Bahwa ada segumpal daging, diistilahkan sebagai mudhghah, yang memiliki peran sangat penting dalam tubuh manusia, sehingga jika segumpal daging itu rusak maka rusak pula tubuhnya. Dan jika baik, maka baik pula tubuhnya. Lantas disebutlah segumpal daging itu sebagai kalbu sesuatu yang bermakna ”bergetar bolak-balik”. Mudhghah yang dimaksud dalam hadits tersebut tidaklah bersifat batiniah, melainkan bersifat lahiriah alias fisikal. Yakni, menunjuk kepada jantung, yang memang memiliki getaran bolak-balik, sebagaimana terlihat dalam grafik hasil rekaman Electro Cardiograph (ECG).

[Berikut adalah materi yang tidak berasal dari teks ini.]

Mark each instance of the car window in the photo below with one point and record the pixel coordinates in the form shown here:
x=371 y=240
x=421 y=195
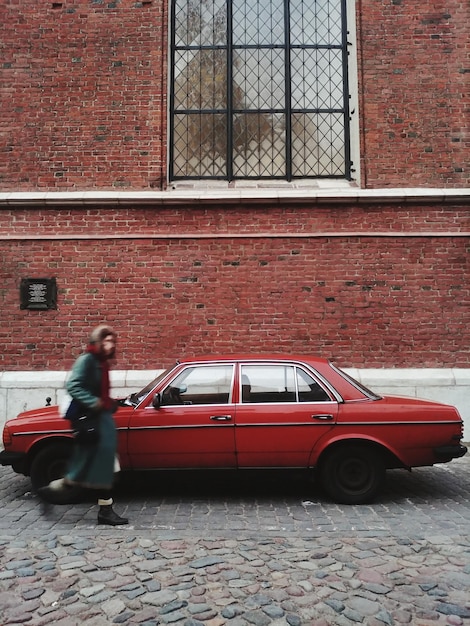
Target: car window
x=279 y=383
x=268 y=383
x=309 y=389
x=205 y=384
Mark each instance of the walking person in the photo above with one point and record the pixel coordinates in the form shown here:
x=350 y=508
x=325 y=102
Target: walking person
x=93 y=463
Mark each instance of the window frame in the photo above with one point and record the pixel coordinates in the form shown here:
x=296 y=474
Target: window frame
x=349 y=128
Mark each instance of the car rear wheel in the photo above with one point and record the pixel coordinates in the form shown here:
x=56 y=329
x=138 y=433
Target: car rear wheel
x=49 y=464
x=352 y=474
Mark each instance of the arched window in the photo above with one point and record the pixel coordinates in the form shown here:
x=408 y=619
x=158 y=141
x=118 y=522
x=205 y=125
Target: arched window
x=259 y=89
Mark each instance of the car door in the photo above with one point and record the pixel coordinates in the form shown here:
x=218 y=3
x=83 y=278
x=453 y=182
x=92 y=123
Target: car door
x=194 y=424
x=282 y=412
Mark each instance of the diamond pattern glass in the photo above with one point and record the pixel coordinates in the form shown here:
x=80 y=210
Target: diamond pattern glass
x=258 y=89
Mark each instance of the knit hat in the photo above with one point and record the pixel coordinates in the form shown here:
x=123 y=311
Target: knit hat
x=100 y=332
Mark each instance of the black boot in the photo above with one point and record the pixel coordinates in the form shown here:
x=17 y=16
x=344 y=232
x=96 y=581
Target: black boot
x=106 y=515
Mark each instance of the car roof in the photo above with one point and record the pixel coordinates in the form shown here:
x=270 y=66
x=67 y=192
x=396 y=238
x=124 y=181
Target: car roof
x=256 y=357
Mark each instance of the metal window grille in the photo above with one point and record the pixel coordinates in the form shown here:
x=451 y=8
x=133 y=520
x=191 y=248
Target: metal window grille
x=259 y=89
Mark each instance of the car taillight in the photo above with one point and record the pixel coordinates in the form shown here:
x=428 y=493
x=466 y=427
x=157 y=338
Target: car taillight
x=7 y=440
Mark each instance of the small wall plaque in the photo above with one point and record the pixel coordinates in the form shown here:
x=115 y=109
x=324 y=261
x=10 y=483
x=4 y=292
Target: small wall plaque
x=38 y=293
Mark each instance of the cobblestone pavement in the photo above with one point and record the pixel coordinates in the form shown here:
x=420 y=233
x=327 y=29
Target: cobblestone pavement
x=252 y=550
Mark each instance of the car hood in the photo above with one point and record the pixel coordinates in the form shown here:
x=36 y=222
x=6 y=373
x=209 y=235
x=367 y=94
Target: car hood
x=42 y=413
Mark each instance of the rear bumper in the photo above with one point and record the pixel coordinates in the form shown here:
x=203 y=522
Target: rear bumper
x=15 y=459
x=447 y=453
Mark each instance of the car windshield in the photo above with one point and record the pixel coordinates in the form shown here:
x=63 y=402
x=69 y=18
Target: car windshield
x=370 y=394
x=136 y=398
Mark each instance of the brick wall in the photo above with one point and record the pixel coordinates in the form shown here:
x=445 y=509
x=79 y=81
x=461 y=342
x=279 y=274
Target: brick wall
x=83 y=97
x=414 y=74
x=369 y=286
x=84 y=94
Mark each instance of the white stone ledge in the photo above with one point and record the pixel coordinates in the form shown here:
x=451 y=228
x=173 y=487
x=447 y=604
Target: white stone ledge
x=298 y=193
x=447 y=385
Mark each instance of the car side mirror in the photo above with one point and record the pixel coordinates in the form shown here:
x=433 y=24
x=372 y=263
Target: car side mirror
x=157 y=401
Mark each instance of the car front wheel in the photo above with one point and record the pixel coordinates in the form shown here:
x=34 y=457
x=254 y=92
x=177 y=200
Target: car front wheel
x=352 y=474
x=49 y=464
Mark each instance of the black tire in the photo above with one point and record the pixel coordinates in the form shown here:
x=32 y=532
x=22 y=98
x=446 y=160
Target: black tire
x=49 y=464
x=352 y=474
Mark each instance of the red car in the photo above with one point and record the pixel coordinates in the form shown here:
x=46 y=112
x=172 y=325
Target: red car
x=239 y=412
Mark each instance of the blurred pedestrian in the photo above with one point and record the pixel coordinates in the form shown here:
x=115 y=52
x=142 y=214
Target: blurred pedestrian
x=93 y=463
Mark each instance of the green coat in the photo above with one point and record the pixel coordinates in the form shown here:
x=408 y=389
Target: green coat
x=92 y=465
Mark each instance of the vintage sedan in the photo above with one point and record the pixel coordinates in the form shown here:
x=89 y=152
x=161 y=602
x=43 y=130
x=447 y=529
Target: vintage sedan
x=246 y=412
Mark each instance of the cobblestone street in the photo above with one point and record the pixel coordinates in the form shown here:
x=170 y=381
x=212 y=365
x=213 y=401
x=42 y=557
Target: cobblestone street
x=262 y=550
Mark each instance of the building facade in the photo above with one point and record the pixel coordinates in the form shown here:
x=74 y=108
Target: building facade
x=223 y=176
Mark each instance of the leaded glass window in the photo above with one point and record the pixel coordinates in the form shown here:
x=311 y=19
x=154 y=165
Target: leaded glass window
x=259 y=89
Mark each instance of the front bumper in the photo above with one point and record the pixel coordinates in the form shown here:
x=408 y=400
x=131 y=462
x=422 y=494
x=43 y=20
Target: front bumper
x=15 y=459
x=447 y=453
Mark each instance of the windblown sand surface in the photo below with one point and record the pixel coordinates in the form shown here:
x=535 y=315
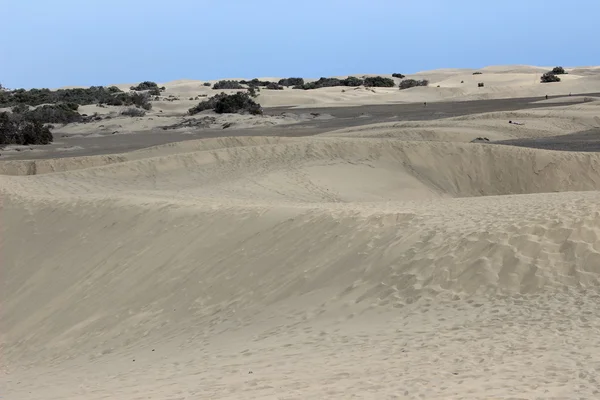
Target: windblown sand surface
x=394 y=260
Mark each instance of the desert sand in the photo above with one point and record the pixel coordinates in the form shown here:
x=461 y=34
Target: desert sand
x=387 y=260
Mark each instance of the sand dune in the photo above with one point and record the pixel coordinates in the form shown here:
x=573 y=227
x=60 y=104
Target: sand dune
x=392 y=260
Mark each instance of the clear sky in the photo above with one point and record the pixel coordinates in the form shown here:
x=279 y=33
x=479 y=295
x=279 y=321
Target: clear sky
x=53 y=43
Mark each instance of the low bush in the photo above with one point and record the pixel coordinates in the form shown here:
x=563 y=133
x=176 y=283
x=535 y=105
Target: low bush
x=273 y=86
x=291 y=82
x=331 y=82
x=146 y=85
x=549 y=77
x=256 y=82
x=408 y=83
x=133 y=112
x=81 y=96
x=379 y=81
x=240 y=102
x=15 y=129
x=62 y=113
x=227 y=85
x=237 y=103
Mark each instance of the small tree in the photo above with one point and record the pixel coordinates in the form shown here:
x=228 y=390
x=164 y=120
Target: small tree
x=379 y=81
x=291 y=82
x=408 y=83
x=549 y=77
x=227 y=84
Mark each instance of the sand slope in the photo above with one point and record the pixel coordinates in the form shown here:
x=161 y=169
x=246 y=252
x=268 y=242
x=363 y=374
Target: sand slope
x=295 y=259
x=393 y=260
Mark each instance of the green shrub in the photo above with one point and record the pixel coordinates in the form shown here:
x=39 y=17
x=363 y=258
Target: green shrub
x=549 y=77
x=256 y=82
x=133 y=112
x=379 y=81
x=291 y=82
x=408 y=83
x=227 y=85
x=62 y=113
x=146 y=85
x=14 y=129
x=237 y=103
x=273 y=86
x=240 y=102
x=36 y=97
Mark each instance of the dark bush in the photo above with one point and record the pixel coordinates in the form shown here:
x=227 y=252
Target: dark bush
x=291 y=82
x=253 y=91
x=146 y=85
x=237 y=103
x=14 y=129
x=133 y=112
x=331 y=82
x=62 y=113
x=141 y=100
x=408 y=83
x=36 y=97
x=208 y=104
x=20 y=108
x=273 y=86
x=240 y=102
x=256 y=82
x=379 y=81
x=352 y=81
x=549 y=77
x=227 y=85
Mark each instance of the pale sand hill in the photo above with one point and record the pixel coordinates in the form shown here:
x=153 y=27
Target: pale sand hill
x=305 y=268
x=391 y=260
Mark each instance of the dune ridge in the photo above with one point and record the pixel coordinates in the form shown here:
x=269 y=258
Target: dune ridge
x=391 y=260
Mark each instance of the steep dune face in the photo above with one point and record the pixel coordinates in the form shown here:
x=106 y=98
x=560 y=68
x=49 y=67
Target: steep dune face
x=332 y=170
x=141 y=249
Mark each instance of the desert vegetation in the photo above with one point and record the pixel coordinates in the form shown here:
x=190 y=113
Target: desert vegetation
x=146 y=85
x=291 y=82
x=81 y=96
x=133 y=112
x=331 y=82
x=227 y=84
x=240 y=102
x=17 y=129
x=408 y=83
x=273 y=86
x=379 y=81
x=549 y=77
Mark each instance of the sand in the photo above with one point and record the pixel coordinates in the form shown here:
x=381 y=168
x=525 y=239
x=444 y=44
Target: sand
x=389 y=260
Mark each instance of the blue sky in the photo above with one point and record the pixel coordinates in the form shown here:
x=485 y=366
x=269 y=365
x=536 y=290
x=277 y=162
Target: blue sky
x=53 y=43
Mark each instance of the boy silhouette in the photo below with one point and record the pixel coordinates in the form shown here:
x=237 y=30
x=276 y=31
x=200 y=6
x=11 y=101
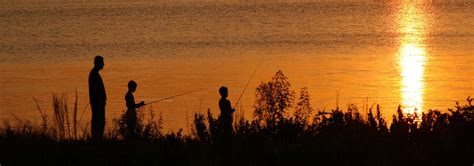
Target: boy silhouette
x=131 y=114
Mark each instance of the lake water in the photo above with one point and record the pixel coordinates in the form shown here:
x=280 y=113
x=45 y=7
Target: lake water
x=411 y=52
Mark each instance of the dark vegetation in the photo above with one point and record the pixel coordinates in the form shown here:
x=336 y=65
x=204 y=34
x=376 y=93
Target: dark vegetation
x=285 y=131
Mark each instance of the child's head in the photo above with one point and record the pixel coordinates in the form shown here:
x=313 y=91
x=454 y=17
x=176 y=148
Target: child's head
x=223 y=91
x=132 y=86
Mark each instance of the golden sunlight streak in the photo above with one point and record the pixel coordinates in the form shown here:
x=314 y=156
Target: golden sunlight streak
x=412 y=56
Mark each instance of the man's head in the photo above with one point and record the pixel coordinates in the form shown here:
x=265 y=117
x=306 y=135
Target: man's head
x=132 y=86
x=99 y=62
x=223 y=91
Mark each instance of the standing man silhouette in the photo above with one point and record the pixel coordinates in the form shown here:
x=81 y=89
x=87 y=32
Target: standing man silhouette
x=97 y=99
x=226 y=114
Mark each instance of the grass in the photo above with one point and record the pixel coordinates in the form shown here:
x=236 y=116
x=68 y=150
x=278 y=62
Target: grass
x=337 y=137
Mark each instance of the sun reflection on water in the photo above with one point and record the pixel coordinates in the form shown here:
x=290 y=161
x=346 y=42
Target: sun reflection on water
x=412 y=56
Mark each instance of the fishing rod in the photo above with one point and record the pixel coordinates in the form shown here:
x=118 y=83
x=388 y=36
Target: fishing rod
x=248 y=82
x=177 y=95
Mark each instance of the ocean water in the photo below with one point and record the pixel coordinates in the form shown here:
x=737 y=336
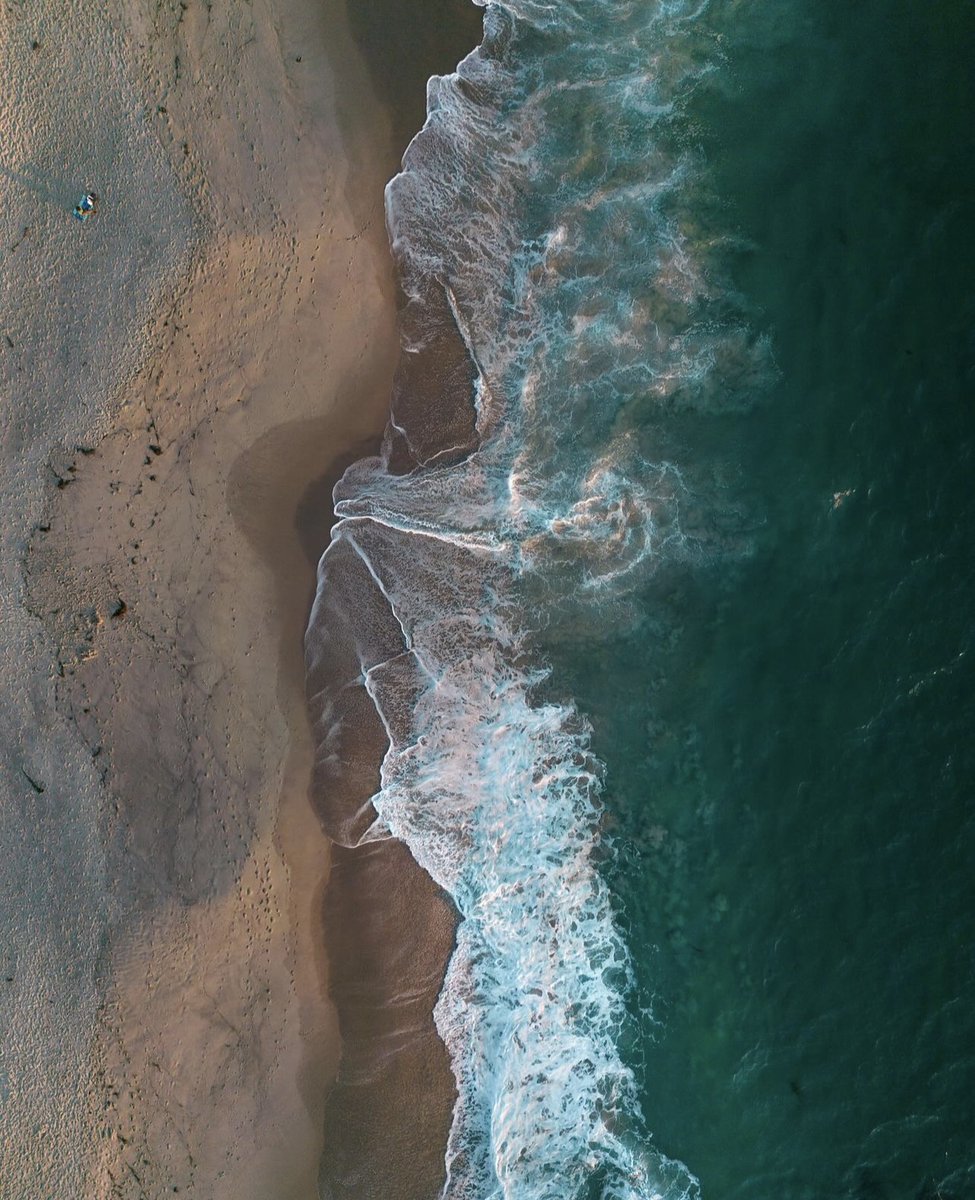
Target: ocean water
x=661 y=589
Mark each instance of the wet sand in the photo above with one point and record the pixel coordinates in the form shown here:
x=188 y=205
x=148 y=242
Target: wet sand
x=166 y=477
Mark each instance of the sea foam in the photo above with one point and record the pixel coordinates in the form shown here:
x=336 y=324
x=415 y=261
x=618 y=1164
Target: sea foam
x=543 y=221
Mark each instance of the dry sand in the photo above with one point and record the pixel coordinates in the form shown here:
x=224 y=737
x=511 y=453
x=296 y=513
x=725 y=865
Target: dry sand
x=177 y=377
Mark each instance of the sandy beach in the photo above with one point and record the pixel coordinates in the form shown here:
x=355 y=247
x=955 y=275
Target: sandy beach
x=181 y=377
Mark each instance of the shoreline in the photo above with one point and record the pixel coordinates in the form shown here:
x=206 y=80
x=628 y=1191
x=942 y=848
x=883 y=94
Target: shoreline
x=168 y=569
x=174 y=585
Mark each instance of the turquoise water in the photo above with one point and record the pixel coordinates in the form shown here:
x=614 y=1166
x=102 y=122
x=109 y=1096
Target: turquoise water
x=789 y=737
x=661 y=592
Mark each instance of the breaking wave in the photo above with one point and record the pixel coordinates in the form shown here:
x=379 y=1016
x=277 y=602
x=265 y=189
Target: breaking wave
x=563 y=315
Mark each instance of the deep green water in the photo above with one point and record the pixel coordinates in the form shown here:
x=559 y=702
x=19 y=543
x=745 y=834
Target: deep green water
x=790 y=733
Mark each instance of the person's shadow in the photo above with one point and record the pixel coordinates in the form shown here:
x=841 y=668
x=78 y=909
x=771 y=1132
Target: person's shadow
x=60 y=193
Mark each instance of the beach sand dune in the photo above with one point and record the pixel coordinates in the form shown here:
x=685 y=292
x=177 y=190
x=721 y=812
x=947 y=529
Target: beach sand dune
x=183 y=378
x=184 y=367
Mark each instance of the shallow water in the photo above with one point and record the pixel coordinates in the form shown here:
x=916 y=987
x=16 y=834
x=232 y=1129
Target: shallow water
x=681 y=450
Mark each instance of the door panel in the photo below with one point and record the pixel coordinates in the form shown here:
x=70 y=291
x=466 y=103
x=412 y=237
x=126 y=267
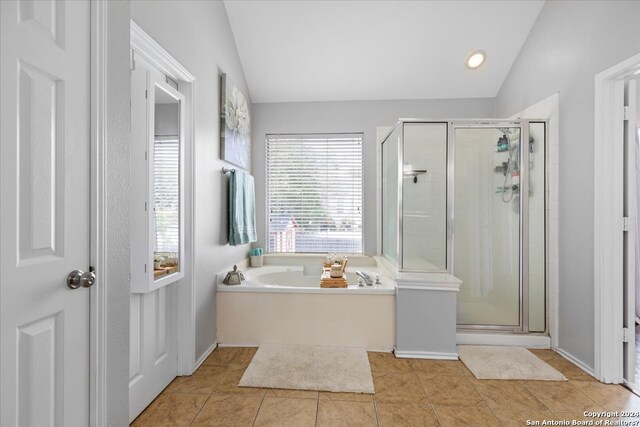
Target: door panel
x=153 y=358
x=44 y=212
x=629 y=239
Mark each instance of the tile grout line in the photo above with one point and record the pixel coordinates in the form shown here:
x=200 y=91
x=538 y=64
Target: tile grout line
x=259 y=407
x=211 y=393
x=427 y=396
x=202 y=407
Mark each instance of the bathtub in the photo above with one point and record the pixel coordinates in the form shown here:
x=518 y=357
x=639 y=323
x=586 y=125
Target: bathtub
x=298 y=279
x=285 y=304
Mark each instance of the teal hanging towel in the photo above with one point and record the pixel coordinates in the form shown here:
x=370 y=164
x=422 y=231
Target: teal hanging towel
x=242 y=214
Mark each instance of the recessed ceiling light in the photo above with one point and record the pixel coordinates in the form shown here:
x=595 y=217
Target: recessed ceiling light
x=475 y=59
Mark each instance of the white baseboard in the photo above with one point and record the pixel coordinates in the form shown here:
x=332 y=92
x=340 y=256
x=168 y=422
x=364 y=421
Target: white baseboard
x=206 y=354
x=235 y=344
x=519 y=340
x=426 y=355
x=575 y=361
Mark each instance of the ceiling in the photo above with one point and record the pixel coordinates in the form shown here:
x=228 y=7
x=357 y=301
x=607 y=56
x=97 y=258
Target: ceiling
x=366 y=50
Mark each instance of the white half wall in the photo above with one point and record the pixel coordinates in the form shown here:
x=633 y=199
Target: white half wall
x=568 y=45
x=348 y=116
x=197 y=34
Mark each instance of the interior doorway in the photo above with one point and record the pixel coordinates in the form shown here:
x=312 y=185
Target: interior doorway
x=162 y=335
x=615 y=222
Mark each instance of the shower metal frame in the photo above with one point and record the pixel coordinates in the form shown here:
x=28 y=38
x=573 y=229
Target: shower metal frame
x=523 y=267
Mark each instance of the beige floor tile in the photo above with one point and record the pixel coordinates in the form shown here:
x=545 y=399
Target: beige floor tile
x=466 y=416
x=450 y=390
x=202 y=381
x=403 y=387
x=438 y=367
x=348 y=414
x=611 y=397
x=174 y=409
x=351 y=397
x=569 y=370
x=544 y=353
x=405 y=415
x=229 y=383
x=501 y=394
x=383 y=363
x=519 y=417
x=283 y=411
x=301 y=394
x=560 y=396
x=231 y=356
x=228 y=410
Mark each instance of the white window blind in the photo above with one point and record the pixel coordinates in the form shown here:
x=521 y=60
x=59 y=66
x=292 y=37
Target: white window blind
x=314 y=193
x=166 y=188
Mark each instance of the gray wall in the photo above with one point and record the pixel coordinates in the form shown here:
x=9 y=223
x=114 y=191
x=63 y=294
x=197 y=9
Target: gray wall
x=570 y=43
x=117 y=118
x=198 y=35
x=347 y=116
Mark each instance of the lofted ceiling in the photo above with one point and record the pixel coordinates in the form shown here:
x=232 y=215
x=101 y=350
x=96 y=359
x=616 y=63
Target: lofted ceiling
x=364 y=50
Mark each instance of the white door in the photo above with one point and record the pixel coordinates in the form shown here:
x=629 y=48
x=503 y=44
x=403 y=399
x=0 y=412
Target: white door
x=153 y=340
x=44 y=212
x=629 y=211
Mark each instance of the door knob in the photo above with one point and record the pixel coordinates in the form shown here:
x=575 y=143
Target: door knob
x=78 y=278
x=88 y=279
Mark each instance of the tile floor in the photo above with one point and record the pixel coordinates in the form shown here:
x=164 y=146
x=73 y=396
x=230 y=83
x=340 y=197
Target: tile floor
x=408 y=393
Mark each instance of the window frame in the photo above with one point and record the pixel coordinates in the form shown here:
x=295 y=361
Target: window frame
x=269 y=138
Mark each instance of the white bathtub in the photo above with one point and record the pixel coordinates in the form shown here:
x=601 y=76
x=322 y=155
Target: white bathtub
x=281 y=304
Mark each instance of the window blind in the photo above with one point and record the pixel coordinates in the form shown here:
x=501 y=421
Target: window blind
x=166 y=188
x=314 y=193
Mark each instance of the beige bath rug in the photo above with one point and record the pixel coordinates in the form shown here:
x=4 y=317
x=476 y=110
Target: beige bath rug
x=488 y=362
x=302 y=367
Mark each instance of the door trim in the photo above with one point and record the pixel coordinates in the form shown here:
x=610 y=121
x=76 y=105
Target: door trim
x=608 y=212
x=98 y=310
x=156 y=55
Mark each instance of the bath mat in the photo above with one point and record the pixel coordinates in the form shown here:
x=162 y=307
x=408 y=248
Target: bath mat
x=488 y=362
x=303 y=367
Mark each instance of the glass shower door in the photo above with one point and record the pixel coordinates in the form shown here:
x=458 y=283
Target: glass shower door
x=485 y=238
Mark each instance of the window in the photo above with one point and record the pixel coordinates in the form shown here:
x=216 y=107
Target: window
x=314 y=193
x=166 y=190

Selain itu, penafsiran kalbu sebagai jantung juga dikuatkan oleh ayat Alquran yang menjelaskan secara harfiah bahwa kalbu adalah segumpal daging yang ada di dalam dada. QS Al Hajj (22): 46, ”… al quluubullatii fiish shuduur – hati yang berada di dalam dada. ” Yang di ayat lain lagi disebut sebagai organ yang bisa bergetar-getar ketika mengalami peristiwa tertentu yang emosional.
QS Al Anfaal (8): 2. ”Sesungguhnya orang-orang yang beriman ialah mereka yang bila disebut nama Allah bergetarlah hati mereka, dan apabila dibacakan ayat-ayat-Nya bertambahlah iman mereka (karenanya), dan hanya kepada Tuhanlah mereka bertawakkal. ”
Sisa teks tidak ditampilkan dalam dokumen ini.